Proprio tale grande fiducia nelle istituzioni democratiche contraddistingue l’Orestea, che, mercoledì 31 ottobre, è stata presentata dalla prof.ssa Maria Pia Pattoni, docente di Letteratura greca presso l’Università Cattolica, nel secondo appuntamento di Letteratura&Letterature; accanto a lei, ad interpretare alcuni passi eschilei è stata Monica Ceccardi, attrice e drammaturga, protagonista dello spettacolo Mythos che andrà in scena i prossimi 22 e 23 dicembre presso il Teatro Sociale di Brescia.

Composta in un periodo di forti tensioni interne all’Atene di Pericle, la trilogia dell’Orestea, comprendente le tragedie Agamennone, Le Coefore e Le Eumenidi e oggetto di molteplici chiavi interpretative, è considerata a pieno titolo l’opera più politica del teatro attico, nella quale le istituzioni democratiche, rappresentate nella loro carica più alta dal tribunale dell’areopago, sono in grado di risolvere conflitti atavici, spezzando persino la lunga catena di vendette perpetrate dalla stirpe maledetta degli Atridi. Tratteggiando l’evoluzione drammaturgica del personaggio di Clitemestra, che nel corso dell’intera trilogia è dapprima protagonista assoluta, poi deuteragonista per ridursi infine ad ombra di sé e sottolineandone le novità rispetto al modello odissiaco, la relatrice ha posto l’accento sul significato del messaggio che Eschilo, in un appassionato atto di impegno sociale, volle lanciare agli ateniesi del suo tempo, traslando le vicende rappresentate da un ambito familiare insanguinato verso un più rassicurante orizzonte politico. Ne consegue, quindi, che il matrimonio, patto tra individui non consanguinei, trova il suo equivalente nel patto sociale che si instaura in uno stato di diritto; è possibile inoltre costruire un ulteriore parallelismo tra la concordia che dovrebbe crearsi all’interno della coppia di sposi e la concordia che dovrebbe regnare tra gli abitanti della polis. Anche in momenti di aspre lotte intestine, anarchia e dispotismo non possono e non devono imporsi; solo la democrazia, fondata sul profondo rispetto delle istituzioni, può e deve essere la via per una serena convivenza civile, in cui nessuno calpesti con maggiore violenza chi è già caduto.
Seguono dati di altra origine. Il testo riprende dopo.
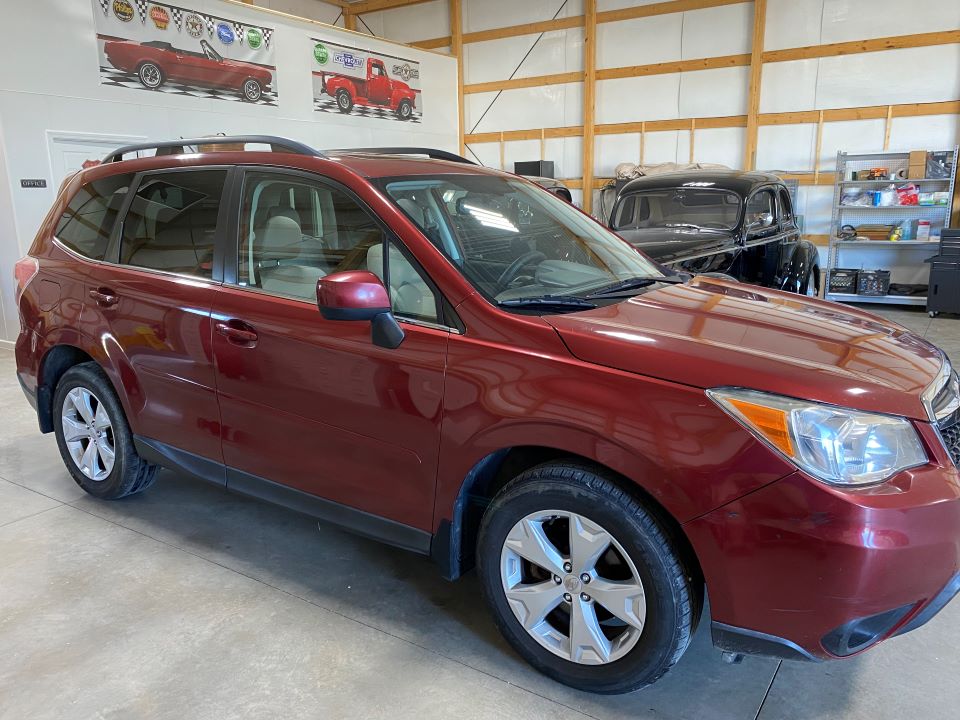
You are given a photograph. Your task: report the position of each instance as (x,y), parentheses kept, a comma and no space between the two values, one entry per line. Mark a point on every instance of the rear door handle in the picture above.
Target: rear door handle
(237,332)
(104,297)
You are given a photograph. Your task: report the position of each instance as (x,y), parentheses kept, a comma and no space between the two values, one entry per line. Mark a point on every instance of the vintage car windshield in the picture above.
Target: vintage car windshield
(699,208)
(513,240)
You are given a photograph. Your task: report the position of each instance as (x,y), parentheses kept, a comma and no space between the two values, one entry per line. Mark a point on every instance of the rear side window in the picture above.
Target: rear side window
(172,222)
(86,224)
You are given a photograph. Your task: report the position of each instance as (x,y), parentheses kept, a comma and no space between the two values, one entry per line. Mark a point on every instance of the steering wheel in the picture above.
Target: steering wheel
(514,268)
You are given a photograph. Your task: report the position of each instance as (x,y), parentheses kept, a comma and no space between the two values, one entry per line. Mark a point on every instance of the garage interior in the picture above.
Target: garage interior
(191,602)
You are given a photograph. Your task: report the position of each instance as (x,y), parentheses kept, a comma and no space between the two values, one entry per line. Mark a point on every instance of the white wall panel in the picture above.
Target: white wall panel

Significativo ed emblematico è il grandioso finale delle Eumenidi con il canto delle benedizioni che il coro alterna agli interventi di Atena, come in una sorta di dialogo operistico tra interventi corali e recitativi solistici: l’uso sapiente della parola e il rispetto per le autorità preposte al governo della comunità faranno sì che «la discordia insaziabile di mali» cessi di lavare «sangue con sangue» e che il bene comune degli stati prevalga per l’eternità – ha sottolineato la prof.ssa Pattoni, ricalcando l’auspicio e l’esortazione di Eschilo – poiché «tra i mortali questo è rimedio contro molte calamità».